Grey is the correct word? I’ve always seen and used gray. I thought grey was UK. I’ve never seen grey on a crayon.

JLeslie's avatar

Why are crayons the authority?

Look up grey hair dyes and plenty spell it grey, and others gray. I don’t remember which was favored when I was in school, if one was favored. It wasn’t like color and colour, or judgment and judgement.

stanleybmanly's avatar

I introduced the crayons to the thread, because I was trying to recall where I picked up my preference for the spelling, and most of us probably have crayons in our hands before we can read. And I bet whatever is printed on the sides of those crayons (when I was a kid we called them “colors”) has a very strong influence on a kid honing reading skills.

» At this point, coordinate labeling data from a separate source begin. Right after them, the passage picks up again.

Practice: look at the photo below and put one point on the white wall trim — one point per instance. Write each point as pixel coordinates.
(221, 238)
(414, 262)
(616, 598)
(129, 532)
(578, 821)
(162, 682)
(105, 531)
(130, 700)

I’d bet if you could gather a bunch of 5 year olds in a room and administer a spelling test, there would be few 3 syllable words you could list that could compare with “crayola” for rates of accuracy. In fact, my cynical mind wonders why marketers of children’s goods aren’t busy flooding the nurseries with crayons plastered with logos. Now there’s an idea! Twenty years from now demographers can puzzle over the sudden unexplainable spike in the preference in everything from car colors to cosmetics and house paint for “bmanly blue”.

JLeslie's avatar

@stanleybmanly All good points and ideas.

SavoirFaire's avatar

@AshlynM “Grey” is UK, and “gray” is US. The jellies asserting that “grey” is correct at the beginning of the question are purposely overstating their case due to their personal preferences.

Dutchess_III's avatar

I’m ‘Mukin and I prefer “grey.” However, my earliest memories are reading “Pooh,” by AA Milne, and “Just So Stories” by Kipling. I still want to throw the letter “u” in some places, like, “colour.”

Both “grey” spellings are correct, though.